Neste capítulo foram apresentados os resultados referentes às categorias de análise levantadas para o desenho de Deus, juntamente com a discussão a respeito dos dados obtidos. As categorias estudadas no “Desenho de Deus” foram as seguintes:

1. Fenômeno através do qual Deus se manifesta na psique das crianças, sendo que a maioria antropomorfiza a imagem de Deus. As representações, entretanto, partindo da figura humana total, tendem a ser de partes do corpo ou objetos simbólicos na medida em que a criança cresce.

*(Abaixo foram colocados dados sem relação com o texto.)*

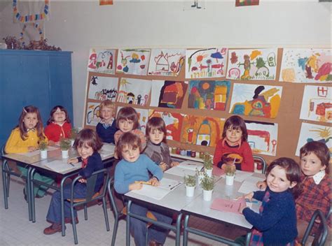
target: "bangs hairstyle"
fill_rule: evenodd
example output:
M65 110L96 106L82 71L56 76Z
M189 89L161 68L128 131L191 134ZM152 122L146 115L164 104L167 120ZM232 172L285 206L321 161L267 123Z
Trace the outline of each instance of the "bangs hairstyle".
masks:
M294 196L294 198L298 197L298 195L301 193L301 168L300 165L298 165L296 161L293 159L288 157L281 157L274 160L268 166L268 170L266 171L266 177L271 171L273 168L279 166L285 170L286 178L288 180L291 182L296 182L297 184L295 187L291 189L291 191Z
M314 154L321 161L321 166L325 166L325 173L330 171L330 151L324 143L312 141L307 143L300 149L300 158L311 153Z
M167 131L166 130L166 125L165 124L164 120L160 117L153 117L148 120L146 123L145 135L148 137L150 133L153 133L152 131L160 131L164 133L164 138L162 138L162 142L166 142L166 135Z
M116 154L119 159L122 159L122 151L125 147L127 146L132 148L139 148L139 152L141 152L141 138L137 135L131 132L126 132L121 135L118 143L116 144Z
M54 122L53 114L55 113L56 110L57 110L58 108L60 110L60 111L64 112L64 113L66 114L65 121L67 122L68 123L70 123L70 119L69 119L69 116L68 115L68 111L67 110L67 109L64 108L64 107L62 106L61 105L57 105L50 110L50 117L48 118L48 120L47 121L47 124L50 124L50 123Z
M233 115L226 120L223 125L223 138L226 137L226 131L230 127L232 127L232 130L240 129L242 131L242 141L247 142L248 140L248 133L247 131L246 124L242 118L237 115Z
M132 129L137 129L139 127L139 123L138 122L138 115L137 112L132 107L124 107L118 113L118 116L116 117L116 127L119 127L119 121L121 120L132 120L134 122L134 126Z
M27 113L36 113L37 115L37 124L35 126L36 130L37 131L37 136L39 141L44 140L45 136L43 133L43 121L41 120L41 113L39 113L39 110L38 108L29 106L23 107L22 113L18 118L18 125L17 125L15 128L18 127L20 129L20 135L22 140L26 140L27 138L27 129L25 126L25 122L23 122L23 120L25 119L25 115Z
M103 144L94 130L85 129L77 134L74 143L74 147L77 150L78 147L85 145L91 147L93 151L96 152L102 148Z

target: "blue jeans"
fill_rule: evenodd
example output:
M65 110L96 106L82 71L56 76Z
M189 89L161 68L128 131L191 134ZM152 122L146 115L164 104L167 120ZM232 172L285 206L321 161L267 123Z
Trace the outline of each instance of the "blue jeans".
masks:
M147 211L148 208L135 203L132 203L130 207L131 212L142 217L146 216ZM171 217L160 214L155 211L149 211L153 214L158 222L171 224L172 220ZM130 217L130 232L134 236L136 245L145 245L145 235L146 233L146 222L142 222L138 219ZM153 240L159 243L164 244L168 232L169 230L167 229L151 226L148 229L148 242Z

2. Tamanho da imagem de Deus, que tende a aumentar na razão direta da idade. 3. Localização na folha: o desenho vai ocupando a posição central ao longo do desenvolvimento.

4. Presença de contexto e localização da imagem de Deus neste contexto. O contexto do desenho vai desaparecendo, reduzindo-se ao essencial. Deus aparece tanto no céu como na superfície da Terra em todas as idades.

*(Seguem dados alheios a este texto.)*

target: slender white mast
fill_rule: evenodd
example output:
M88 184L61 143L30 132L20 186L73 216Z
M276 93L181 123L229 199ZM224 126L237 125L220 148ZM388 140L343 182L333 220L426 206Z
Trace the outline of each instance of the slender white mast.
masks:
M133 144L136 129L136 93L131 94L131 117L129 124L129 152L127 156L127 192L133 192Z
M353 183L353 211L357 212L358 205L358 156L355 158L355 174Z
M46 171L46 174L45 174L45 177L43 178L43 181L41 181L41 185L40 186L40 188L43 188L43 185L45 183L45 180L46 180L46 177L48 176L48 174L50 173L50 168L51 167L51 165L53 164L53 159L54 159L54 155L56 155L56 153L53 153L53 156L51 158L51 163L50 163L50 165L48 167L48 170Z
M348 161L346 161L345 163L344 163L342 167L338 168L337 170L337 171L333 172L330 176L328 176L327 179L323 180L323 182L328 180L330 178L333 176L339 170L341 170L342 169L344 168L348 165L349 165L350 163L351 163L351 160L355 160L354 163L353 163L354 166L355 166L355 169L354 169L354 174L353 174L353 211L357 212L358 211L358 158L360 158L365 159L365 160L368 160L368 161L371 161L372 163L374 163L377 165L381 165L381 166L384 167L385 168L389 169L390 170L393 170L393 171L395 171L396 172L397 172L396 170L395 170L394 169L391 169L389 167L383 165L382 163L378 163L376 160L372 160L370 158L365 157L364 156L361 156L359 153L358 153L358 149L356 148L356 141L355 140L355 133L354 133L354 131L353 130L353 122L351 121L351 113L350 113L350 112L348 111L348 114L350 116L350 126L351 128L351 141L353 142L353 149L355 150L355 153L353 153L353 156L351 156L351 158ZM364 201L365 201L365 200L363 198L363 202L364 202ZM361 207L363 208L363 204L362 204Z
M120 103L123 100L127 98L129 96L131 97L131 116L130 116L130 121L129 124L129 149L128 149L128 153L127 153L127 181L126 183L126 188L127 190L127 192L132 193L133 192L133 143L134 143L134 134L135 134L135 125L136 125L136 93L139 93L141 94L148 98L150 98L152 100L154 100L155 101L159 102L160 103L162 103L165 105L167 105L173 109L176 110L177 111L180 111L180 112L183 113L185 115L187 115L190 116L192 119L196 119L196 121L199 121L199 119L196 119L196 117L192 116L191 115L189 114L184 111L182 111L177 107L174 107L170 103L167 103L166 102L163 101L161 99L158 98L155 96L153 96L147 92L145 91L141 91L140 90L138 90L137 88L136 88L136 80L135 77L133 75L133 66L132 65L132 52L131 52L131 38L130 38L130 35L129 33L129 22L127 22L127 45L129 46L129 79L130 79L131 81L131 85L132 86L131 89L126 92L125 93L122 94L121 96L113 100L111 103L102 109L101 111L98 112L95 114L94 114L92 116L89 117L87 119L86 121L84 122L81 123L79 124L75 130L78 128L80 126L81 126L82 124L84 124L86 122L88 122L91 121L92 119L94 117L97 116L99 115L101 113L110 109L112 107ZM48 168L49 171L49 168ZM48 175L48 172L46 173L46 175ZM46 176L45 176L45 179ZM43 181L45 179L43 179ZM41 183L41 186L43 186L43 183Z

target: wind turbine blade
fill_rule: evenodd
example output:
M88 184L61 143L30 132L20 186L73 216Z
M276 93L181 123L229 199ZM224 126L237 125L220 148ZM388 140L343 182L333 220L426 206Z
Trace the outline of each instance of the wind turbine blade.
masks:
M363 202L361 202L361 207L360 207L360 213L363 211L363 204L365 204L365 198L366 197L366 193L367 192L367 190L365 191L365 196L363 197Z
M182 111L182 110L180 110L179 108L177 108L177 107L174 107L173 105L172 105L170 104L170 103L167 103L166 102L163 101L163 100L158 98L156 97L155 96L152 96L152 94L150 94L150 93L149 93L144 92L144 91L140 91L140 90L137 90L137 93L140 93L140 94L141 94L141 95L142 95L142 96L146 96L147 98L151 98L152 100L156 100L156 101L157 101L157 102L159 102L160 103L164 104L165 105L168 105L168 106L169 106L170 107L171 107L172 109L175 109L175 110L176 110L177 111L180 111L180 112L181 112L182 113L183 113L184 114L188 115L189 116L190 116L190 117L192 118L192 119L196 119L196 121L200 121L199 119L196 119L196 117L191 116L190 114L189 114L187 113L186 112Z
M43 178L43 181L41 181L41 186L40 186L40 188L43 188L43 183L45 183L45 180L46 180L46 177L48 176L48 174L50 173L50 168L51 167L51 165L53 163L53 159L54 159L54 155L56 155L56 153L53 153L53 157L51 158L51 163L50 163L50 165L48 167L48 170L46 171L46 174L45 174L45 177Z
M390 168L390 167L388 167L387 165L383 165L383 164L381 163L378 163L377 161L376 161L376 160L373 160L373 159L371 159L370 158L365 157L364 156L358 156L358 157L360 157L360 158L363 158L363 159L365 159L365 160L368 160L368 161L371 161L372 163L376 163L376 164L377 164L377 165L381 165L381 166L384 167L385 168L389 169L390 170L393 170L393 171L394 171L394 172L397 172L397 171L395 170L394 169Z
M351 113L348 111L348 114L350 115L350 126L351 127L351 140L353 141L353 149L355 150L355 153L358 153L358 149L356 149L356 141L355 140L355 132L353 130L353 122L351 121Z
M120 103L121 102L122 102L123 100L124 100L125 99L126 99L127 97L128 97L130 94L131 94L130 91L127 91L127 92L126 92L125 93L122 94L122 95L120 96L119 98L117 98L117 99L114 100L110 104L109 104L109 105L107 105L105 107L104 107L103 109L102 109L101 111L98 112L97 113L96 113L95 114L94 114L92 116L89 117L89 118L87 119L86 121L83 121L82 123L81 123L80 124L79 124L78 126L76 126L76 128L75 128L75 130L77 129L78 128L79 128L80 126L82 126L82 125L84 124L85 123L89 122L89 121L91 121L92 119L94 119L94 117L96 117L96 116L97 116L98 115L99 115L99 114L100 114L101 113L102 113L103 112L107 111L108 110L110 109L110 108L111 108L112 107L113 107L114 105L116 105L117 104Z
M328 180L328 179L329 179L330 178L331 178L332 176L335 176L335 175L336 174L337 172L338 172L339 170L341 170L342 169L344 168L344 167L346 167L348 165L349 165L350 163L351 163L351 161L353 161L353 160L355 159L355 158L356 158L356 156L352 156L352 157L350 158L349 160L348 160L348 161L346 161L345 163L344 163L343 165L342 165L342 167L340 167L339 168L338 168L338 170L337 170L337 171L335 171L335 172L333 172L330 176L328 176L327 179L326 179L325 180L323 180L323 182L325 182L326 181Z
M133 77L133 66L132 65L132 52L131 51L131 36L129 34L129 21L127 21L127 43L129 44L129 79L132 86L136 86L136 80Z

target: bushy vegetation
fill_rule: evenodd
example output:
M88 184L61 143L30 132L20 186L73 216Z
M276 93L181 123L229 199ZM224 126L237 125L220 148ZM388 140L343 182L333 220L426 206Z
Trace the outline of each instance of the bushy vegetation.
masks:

5. Atributos de Deus, discutidos individualmente, foram divididos entre atributos físicos e culturais, e atributos metafísicos.

A seguir foram discutidas as categorias de análise do segundo desenho, o “Desenho de Deus fazendo alguma coisa”. Tais categorias foram apresentadas e discutidas na seguinte seqüência:

1. Deus Lúdico, mais freqüente nas crianças menores.

2. Deus Protetor, subdividida em Cuidador, Milagroso e Abençoador, presente e freqüente em todas as idades, sendo maioria nas crianças de 10 anos em diante.

3. Deus Organizador e a ausência de Deus Punitivo.

4. Deus Criador, presente e pouco freqüente em todas as idades, refere-se à percepção de Deus como continuamente criativo.

5. Deus Sofredor, também presente e pouco freqüente, afirma o relacionamento dentre Deus e o Homem, representando a capacidade deste de provocar sentimentos em Deus.